Finding the match percentage between 2 statement

hyousef · October 20, 2020, 7:18pm

I’ve the below 2 strings, that actually means the same:

GLOVES: LENGTH: 32 CM MATERIAL: NEOPRENE RUBBER FREE FLOW TEXT: RESISTANT TO WIDE RANGE OF GLOVES, TYPE: CHEMICAL RESISTANT, SIZE: 7, MATERIAL: NEOPRENE RUBBER, STANDARD: BS EN 388/BS EN 374, FFT: RESISTANT TO WIDE RANGE OF CHEMICALS SUCH AS ETHYLENE OXIDE IDEAL FOR LONG TERM HEAVY WORK IN CHEMICAL ENVIRONMENT MANUFACTURER REFERENCES: ORIGINAL_MNFR: POLYCO

And

Neoprene Rubber Chemical Resistant Gloves, Size: 7; Length: 32 cm; Standard: BS EN 388; Resistant to wide range of Chemicals such as Ethylene Oxide. Make: Polyco, Model: Duraprene III or Equivalent

I’ve more than 1000 sets like this, which is panic to do them manually, I tried to do them as:

package main

import (
	"fmt"
	"strings"
)

func main() {
	var str1 = "Neoprene Rubber Chemical Resistant Gloves, Size: 7; Length: 32 cm; Standard: BS EN 388; Resistant to wide range of Chemicals such as Ethylene Oxide. Make: Polyco, Model: Duraprene III or Equivalent"
	var str2 = "GLOVES: LENGTH: 32 CM MATERIAL: NEOPRENE RUBBER FREE FLOW TEXT: RESISTANT TO WIDE RANGE OF GLOVES, TYPE: CHEMICAL RESISTANT, SIZE: 7, MATERIAL: NEOPRENE RUBBER, STANDARD: BS EN 388/BS EN 374, FFT: RESISTANT TO WIDE RANGE OF CHEMICALS SUCH AS ETHYLENE OXIDE IDEAL FOR LONG TERM HEAVY WORK IN CHEMICAL ENVIRONMENT MANUFACTURER REFERENCES: ORIGINAL_MNFR: POLYCO"

	cnt := 0
	for _, i := range strings.Fields(str1) {
		for _, j := range strings.Fields(str2) {
			if strings.ToLower(i) == strings.ToLower(j) {
				cnt += 1
			}
		}
	}
	fmt.Printf("str1 is: %d length, and str2 is: %d length, they have; %d common words.", len(str1), len(str2), cnt)
}

But the match is very low, I got:

str1 is: 197 length, and str2 is: 358 length, they have; 29 common words.

I tried also using Levenshtein_distance as:


// Levenshtein Distance in Golang
package main
import "fmt"
 
func levenshtein(str1, str2 []rune) int {
    s1len := len(str1)
    s2len := len(str2)
    column := make([]int, len(str1)+1)
 
    for y := 1; y <= s1len; y++ {
        column[y] = y
    }
    for x := 1; x <= s2len; x++ {
        column[0] = x
        lastkey := x - 1
        for y := 1; y <= s1len; y++ {
            oldkey := column[y]
            var incr int
            if str1[y-1] != str2[x-1] {
                incr = 1
            }
 
            column[y] = minimum(column[y]+1, column[y-1]+1, lastkey+incr)
            lastkey = oldkey
        }
    }
    return column[s1len]
}
 
func minimum(a, b, c int) int {
    if a < b {
        if a < c {
            return a
        }
    } else {
        if b < c {
            return b
        }
    }
    return c
}
 
func main(){
    var str1 = []rune("Neoprene Rubber Chemical Resistant Gloves, Size: 7; Length: 32 cm; Standard: BS EN 388; Resistant to wide range of Chemicals such as Ethylene Oxide.
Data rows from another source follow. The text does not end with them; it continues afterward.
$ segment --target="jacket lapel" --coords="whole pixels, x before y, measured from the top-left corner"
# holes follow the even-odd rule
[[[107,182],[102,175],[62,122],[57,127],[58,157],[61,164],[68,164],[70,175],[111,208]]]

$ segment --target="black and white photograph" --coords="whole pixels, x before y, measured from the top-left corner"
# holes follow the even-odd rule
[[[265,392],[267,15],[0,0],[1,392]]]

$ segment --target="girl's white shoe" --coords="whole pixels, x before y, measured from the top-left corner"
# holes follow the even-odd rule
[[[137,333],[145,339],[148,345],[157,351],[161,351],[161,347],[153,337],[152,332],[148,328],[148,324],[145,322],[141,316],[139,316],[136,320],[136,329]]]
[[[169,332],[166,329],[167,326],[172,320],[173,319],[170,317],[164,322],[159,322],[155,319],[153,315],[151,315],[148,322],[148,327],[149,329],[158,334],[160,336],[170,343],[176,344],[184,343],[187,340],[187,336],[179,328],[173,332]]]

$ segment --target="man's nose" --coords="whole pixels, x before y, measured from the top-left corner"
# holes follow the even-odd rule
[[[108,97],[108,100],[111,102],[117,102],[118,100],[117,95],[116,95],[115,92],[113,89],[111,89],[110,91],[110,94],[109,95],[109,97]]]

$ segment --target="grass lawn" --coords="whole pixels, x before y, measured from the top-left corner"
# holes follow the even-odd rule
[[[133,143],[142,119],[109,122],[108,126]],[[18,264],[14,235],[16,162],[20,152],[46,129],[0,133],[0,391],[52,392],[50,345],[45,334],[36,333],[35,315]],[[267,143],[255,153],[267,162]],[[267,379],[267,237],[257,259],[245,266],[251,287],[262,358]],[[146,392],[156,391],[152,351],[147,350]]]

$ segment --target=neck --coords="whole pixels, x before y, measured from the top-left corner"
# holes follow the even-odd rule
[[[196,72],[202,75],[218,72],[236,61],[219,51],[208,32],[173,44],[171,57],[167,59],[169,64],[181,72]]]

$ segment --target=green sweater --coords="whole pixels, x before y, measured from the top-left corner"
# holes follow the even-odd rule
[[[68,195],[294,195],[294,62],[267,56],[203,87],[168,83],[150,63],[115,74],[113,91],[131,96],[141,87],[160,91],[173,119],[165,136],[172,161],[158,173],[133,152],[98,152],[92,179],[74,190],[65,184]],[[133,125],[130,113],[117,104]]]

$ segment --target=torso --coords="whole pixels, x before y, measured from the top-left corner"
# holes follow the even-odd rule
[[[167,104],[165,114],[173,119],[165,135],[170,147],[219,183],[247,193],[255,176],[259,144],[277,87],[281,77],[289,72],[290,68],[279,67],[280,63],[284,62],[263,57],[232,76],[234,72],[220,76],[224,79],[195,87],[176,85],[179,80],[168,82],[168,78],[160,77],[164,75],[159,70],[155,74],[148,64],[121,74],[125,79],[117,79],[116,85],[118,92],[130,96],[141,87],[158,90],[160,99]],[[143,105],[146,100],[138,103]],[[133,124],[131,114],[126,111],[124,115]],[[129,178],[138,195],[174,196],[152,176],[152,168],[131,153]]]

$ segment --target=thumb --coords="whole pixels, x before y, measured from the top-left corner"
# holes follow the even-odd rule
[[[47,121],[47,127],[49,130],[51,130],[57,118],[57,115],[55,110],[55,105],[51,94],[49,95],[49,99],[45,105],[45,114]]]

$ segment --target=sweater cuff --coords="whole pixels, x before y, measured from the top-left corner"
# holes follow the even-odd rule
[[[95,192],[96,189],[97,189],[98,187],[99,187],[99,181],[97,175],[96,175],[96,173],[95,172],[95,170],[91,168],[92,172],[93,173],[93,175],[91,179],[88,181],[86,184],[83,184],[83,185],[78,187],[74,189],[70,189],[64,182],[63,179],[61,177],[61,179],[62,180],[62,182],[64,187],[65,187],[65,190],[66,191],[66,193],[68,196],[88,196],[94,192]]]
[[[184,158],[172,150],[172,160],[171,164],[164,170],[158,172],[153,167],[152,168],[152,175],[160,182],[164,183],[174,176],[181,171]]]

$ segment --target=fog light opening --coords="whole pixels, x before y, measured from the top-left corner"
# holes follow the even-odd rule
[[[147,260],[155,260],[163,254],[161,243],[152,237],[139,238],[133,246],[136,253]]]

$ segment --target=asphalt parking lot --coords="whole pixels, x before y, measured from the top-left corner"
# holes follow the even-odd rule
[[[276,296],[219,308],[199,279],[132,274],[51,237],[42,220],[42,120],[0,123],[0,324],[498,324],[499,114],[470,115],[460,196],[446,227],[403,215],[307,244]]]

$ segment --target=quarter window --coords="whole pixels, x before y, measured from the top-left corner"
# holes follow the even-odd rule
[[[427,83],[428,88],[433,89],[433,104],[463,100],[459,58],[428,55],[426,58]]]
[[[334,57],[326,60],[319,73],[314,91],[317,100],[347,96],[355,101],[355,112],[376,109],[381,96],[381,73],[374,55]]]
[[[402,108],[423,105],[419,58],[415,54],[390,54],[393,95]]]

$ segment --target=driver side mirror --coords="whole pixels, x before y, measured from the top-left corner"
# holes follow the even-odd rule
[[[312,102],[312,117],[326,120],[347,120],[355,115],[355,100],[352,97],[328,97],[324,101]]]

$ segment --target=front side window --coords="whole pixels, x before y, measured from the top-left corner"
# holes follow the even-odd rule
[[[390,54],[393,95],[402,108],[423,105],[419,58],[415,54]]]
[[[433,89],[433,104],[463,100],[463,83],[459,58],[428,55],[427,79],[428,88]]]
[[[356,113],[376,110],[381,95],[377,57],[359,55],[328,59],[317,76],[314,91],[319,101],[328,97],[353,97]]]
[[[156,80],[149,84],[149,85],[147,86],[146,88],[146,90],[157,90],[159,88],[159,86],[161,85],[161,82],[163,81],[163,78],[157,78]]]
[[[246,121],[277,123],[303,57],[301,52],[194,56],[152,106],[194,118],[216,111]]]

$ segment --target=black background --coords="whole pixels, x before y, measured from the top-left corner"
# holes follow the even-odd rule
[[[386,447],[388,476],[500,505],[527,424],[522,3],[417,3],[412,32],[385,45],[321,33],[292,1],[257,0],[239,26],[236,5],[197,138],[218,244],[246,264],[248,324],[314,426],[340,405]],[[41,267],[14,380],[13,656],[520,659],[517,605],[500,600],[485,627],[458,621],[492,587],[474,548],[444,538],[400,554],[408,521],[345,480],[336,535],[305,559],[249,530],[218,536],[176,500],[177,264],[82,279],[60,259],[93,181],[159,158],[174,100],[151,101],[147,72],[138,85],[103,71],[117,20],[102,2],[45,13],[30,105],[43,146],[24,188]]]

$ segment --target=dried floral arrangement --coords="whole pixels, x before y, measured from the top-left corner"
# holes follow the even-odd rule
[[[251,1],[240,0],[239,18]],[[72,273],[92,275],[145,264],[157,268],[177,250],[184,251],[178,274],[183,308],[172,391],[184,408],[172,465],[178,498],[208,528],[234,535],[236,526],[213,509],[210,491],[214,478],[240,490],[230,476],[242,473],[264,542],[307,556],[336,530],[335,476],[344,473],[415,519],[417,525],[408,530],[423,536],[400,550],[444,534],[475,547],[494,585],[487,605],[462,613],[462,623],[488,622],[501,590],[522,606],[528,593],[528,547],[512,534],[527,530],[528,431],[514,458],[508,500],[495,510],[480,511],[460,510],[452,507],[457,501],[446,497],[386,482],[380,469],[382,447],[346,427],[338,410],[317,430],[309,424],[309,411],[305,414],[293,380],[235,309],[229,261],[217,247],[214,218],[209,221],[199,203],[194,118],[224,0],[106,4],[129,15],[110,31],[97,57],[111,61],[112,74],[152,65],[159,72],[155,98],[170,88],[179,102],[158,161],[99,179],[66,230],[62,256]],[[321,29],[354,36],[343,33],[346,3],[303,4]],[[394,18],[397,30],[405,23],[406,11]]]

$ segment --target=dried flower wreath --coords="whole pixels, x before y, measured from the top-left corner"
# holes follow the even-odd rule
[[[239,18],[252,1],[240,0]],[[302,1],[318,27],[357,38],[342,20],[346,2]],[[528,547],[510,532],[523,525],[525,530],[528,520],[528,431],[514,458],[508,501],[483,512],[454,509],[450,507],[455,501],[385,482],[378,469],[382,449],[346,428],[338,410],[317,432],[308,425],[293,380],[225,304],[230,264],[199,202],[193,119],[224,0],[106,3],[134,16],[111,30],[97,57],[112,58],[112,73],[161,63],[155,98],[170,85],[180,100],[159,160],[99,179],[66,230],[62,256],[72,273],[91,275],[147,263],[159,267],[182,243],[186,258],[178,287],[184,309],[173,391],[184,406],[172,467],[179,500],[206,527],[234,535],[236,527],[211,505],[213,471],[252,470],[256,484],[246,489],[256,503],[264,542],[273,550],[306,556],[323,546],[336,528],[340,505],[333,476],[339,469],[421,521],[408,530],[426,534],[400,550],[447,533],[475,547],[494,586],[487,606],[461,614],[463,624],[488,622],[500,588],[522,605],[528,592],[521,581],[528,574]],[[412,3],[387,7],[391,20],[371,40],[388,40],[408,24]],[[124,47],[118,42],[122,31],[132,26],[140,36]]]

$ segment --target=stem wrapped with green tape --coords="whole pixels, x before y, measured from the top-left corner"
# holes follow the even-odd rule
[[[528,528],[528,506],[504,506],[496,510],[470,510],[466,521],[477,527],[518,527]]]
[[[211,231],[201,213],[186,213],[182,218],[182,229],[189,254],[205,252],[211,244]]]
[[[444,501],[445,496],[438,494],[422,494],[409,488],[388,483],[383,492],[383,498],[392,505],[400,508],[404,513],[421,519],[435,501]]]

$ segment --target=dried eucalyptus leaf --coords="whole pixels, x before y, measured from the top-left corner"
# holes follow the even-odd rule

Make: Polyco, Model: Duraprene III or Equivalent")
    var str2 = []rune("GLOVES: LENGTH: 32 CM MATERIAL: NEOPRENE RUBBER FREE FLOW TEXT: RESISTANT TO WIDE RANGE OF GLOVES, TYPE: CHEMICAL RESISTANT, SIZE: 7, MATERIAL: NEOPRENE RUBBER, STANDARD: BS EN 388/BS EN 374, FFT: RESISTANT TO WIDE RANGE OF CHEMICALS SUCH AS ETHYLENE OXIDE IDEAL FOR LONG TERM HEAVY WORK IN CHEMICAL ENVIRONMENT MANUFACTURER REFERENCES: ORIGINAL_MNFR: POLYCO")
    fmt.Println("Distance between str1 and str2:",levenshtein(str1,str2))
}

But the distance between them looks to be very long, I got:

Distance between str1 and str2: 304

Any idea how can i improve this?

ermanimer · October 20, 2020, 7:33pm

I’d define a struct and write a custom parser.

hyousef · October 20, 2020, 8:46pm

Any example?

ermanimer · October 21, 2020, 4:43am

You can check any yaml, toml or json parser’s code. It is a simple task. For example put an integer field Size(int) in your struct, look for “size: 7” in your string and set size to 7. It will be easier to match.

system · January 19, 2021, 4:43am

This topic was automatically closed 90 days after the last reply. New replies are no longer allowed.